CHICAGO — The City of Chicago honored teacher, journalist, suffragist and civil rights leader Ida B. Wells Monday, renaming Congress Parkway downtown in her honor.
A stretch of Congress from Grant Park to the Jane Byrne Interchange was officially changed to Ida B. Wells Drive during a renaming ceremony Monday morning at the Harold Washington Library Center downtown.
Her name and life's work is recognized at the National Memorial for Peace and Justice in Alabama, but now Wells is getting recognition in Chicago, which been a long time coming.
She's actually the first African American woman to get a street named after her in downtown Chicago. A monument will also be placed in her honor at the former site of the Ida B. Wells housing project next year.
Among those present as Wells was honored was her great-granddaughter Michelle Duster.
"It just feels really good; very affirming," Duster said.

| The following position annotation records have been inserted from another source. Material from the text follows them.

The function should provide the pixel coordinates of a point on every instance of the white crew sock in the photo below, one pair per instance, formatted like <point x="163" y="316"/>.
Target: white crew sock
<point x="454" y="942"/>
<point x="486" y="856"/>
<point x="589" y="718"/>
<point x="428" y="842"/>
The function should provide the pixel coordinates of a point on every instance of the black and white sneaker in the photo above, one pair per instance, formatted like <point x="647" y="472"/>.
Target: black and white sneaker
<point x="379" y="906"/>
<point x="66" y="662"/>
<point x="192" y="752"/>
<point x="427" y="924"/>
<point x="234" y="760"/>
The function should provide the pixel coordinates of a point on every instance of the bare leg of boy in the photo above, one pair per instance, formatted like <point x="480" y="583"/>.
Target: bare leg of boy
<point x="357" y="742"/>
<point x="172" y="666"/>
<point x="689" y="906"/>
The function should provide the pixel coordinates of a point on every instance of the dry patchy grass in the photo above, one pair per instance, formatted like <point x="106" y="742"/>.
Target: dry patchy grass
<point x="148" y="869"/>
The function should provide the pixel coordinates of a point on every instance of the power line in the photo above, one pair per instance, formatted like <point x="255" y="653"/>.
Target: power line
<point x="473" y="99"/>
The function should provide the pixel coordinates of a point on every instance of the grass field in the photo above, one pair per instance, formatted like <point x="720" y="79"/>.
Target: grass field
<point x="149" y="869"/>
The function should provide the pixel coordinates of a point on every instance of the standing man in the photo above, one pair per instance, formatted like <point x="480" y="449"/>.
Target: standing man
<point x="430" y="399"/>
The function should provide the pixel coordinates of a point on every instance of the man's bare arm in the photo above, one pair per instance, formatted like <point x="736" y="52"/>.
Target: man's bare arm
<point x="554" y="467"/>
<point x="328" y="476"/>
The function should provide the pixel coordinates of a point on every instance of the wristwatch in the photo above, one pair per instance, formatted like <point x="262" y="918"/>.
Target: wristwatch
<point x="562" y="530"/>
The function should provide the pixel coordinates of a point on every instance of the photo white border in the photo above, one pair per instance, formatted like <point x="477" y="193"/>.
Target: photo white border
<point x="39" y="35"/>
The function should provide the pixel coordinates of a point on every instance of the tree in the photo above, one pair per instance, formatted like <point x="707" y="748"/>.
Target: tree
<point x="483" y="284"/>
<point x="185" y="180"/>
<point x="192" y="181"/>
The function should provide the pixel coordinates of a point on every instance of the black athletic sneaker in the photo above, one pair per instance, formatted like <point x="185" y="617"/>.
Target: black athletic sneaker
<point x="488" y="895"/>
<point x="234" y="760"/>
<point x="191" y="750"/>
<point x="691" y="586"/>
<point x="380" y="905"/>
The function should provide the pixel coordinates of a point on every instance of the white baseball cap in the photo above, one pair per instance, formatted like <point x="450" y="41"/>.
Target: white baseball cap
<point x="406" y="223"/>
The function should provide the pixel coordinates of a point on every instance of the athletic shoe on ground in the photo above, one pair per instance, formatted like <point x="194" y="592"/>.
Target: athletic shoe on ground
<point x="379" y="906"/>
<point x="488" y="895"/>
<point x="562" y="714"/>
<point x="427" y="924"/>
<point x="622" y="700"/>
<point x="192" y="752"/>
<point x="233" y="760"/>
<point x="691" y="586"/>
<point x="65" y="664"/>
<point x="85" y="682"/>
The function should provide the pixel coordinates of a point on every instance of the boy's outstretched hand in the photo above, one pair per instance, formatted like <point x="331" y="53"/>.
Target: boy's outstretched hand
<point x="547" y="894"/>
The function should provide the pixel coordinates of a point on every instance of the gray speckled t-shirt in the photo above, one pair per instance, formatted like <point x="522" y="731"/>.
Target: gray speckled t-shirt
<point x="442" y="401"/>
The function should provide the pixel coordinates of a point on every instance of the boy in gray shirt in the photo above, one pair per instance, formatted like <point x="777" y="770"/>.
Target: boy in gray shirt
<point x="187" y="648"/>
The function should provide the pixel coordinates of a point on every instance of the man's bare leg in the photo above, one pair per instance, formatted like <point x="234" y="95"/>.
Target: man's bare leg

Duster is working on a book about Wells, whose story began as a slave born in Mississippi. She was freed by the Emancipation Proclamation, and went on to be a pioneering figure in U.S. history. Wells became a teacher before starting to work as an investigative journalist. Despite many threats to her life, she used her power to investigate lynchings across the U.S.
When her work forced her out of the south, Wells moved to Chicago, where she lived in Bronzeville. Wells was also a founding member of the NAACP and worked to desegregate schools. She began to work on the suffrage movement, saying, "its either all of us, or none of us."
"As we travel down Ida B Wells Drive from this day forward, may those words, that wherever we go, we want to bring 'all of us' with us," Juliana Stratton said.
Wells died in 1931 at the age of 68, but her legacy lives on.
"[She's] a timeless soul whose acts still reverberate today, through each one of us," Chaz Ebert said. "She is one of those Forgotten Heroes."